A classic data set for investigating categorical variables deals with the RMS Titanic. The Titanic sank in the North Atlantic Ocean on April 15, 1912. There were more than 2,000 passengers and crew on board and more than 1,500 did not survive. The data set titanic.jmp located with this homework contains data on 887 passengers. For each passenger, the variables Class (class of the passenger) and Survived (whether or not the passenger lived) were recorded. A main question of interest is whether there is an association between class and survival.
(a) Use JMP to obtain the distribution of the variable Survived. See the Categorical Data JMP guide for any additional help. This is the marginal distribution of Survived. Write down the marginal distribution below (give the categories of Survived and the proportions in each category).

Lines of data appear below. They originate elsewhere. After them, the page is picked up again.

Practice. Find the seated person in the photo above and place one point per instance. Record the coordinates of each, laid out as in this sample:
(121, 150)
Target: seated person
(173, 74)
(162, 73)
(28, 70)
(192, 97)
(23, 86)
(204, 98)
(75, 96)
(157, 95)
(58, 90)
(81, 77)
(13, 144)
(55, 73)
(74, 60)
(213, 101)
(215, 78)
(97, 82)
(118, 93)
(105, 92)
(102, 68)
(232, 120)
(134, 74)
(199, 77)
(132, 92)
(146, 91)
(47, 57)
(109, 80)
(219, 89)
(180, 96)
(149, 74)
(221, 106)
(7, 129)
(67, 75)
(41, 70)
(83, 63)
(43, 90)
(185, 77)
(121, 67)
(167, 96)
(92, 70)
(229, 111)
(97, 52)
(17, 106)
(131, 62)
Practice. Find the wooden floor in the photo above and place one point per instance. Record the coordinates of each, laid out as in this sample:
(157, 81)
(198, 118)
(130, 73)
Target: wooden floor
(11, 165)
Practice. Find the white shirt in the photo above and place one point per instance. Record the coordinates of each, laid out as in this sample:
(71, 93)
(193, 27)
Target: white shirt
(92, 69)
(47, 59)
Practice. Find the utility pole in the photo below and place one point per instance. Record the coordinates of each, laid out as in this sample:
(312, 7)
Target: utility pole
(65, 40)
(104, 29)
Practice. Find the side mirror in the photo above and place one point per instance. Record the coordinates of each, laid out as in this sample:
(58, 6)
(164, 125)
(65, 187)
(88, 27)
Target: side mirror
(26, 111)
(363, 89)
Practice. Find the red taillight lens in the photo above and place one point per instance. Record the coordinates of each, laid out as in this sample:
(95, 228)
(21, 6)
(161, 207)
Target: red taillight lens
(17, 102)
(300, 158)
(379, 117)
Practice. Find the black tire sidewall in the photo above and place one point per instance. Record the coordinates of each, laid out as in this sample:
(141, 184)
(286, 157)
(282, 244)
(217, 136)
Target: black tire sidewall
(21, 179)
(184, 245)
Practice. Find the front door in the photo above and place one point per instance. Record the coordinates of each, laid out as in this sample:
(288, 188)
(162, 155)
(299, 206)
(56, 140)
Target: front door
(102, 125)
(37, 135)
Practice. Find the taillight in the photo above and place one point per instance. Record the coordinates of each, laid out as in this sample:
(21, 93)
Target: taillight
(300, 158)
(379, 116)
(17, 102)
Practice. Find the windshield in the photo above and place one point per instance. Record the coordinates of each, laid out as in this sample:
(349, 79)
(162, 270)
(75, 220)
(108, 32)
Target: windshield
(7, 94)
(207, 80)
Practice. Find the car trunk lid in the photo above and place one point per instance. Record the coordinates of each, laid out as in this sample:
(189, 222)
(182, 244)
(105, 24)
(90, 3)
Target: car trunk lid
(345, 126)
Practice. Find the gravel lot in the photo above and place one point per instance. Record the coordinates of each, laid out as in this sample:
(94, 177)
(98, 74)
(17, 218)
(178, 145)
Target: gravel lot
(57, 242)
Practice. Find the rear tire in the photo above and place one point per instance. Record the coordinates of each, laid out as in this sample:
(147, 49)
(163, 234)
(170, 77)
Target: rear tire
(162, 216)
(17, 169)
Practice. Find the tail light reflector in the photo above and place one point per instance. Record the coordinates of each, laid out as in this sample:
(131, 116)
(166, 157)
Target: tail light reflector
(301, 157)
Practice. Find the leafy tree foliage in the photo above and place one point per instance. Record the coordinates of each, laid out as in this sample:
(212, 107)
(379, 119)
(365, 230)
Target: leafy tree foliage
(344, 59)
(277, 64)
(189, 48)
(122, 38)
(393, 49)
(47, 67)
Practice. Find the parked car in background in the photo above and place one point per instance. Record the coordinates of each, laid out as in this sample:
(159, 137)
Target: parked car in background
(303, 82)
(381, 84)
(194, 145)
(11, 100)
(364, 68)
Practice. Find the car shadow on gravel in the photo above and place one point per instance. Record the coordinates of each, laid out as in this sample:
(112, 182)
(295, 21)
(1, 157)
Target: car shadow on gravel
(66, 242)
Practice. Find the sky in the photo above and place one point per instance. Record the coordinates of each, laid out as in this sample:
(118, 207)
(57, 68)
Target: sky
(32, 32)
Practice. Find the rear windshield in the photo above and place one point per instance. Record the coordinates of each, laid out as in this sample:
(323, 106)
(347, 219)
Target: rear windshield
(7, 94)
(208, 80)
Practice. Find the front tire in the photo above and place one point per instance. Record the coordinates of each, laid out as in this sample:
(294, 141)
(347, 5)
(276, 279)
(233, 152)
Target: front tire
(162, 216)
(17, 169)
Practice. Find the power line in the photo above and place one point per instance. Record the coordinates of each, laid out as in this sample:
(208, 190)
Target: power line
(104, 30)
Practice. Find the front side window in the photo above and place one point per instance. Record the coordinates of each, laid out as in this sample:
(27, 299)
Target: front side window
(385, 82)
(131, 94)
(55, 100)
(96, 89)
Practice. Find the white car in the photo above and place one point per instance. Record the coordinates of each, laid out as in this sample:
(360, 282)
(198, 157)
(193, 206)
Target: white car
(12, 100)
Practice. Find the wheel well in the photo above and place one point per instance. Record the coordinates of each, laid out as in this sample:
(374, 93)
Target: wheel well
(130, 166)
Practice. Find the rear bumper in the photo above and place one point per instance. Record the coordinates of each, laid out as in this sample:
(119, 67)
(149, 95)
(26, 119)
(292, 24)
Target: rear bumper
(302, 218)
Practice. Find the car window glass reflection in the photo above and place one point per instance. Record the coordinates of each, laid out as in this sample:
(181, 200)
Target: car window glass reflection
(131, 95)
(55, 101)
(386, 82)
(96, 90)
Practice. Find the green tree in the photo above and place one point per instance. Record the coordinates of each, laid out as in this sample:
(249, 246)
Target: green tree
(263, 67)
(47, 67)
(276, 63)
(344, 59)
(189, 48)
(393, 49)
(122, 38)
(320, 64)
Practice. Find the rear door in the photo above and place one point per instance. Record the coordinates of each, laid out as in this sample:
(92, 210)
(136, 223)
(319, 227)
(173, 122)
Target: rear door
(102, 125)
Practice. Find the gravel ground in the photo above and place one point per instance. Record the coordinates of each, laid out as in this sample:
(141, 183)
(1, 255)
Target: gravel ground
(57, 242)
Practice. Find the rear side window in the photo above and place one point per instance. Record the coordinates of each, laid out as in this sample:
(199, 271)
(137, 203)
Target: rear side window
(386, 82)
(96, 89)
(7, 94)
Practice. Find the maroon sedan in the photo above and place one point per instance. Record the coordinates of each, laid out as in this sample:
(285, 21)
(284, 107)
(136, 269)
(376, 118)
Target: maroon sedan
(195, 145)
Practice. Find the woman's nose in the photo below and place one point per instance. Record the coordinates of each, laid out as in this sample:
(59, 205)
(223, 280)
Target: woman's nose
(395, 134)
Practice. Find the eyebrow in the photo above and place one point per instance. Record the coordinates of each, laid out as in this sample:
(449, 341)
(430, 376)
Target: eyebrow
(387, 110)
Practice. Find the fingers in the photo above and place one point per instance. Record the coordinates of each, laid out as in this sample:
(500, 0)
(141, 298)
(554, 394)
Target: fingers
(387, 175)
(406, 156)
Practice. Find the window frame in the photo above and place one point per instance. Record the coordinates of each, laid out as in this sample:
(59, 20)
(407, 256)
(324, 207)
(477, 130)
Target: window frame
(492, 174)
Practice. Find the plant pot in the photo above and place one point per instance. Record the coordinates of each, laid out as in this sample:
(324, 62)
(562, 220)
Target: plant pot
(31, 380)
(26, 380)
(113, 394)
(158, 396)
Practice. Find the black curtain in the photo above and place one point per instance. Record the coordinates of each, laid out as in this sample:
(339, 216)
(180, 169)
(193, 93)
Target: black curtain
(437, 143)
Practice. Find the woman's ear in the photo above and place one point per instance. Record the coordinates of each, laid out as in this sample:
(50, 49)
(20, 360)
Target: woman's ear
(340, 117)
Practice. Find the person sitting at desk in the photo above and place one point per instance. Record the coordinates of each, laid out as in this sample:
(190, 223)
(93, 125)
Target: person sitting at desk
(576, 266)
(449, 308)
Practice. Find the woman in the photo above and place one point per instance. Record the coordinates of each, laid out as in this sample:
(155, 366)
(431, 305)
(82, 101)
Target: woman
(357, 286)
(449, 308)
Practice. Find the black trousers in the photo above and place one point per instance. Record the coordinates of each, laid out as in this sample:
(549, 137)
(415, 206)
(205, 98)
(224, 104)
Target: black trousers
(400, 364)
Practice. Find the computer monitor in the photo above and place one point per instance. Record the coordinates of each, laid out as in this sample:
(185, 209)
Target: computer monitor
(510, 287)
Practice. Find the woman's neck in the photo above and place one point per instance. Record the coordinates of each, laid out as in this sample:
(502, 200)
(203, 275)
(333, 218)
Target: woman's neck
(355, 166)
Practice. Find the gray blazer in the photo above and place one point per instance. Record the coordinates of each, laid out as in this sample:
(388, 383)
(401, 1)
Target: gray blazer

(b) One variable that could be associated with the survival of a passenger is their Class. In studying this relationship, which variable is the explanatory variable? Circle the appropriate answer.
Class Survived
(c) Use JMP to obtain a contingency table and mosaic plot of the relationship between the Class of a passenger and whether or not they Survived. Change the contingency table so that it includes only the Count and Row % values. Print out the output and turn it in with this assignment. See the Categorical Data JMP guide for any additional help.
(d) Give the conditional distribution of Survived given that the passenger was in First class.
(e) Compare this conditional distribution to the overall marginal distribution of Survived from part (a). Are the two distributions similar to each other, or are they different? Explain.
(f) Based on the contingency table and mosaic plot, does it appear there is an association between Class and Survival?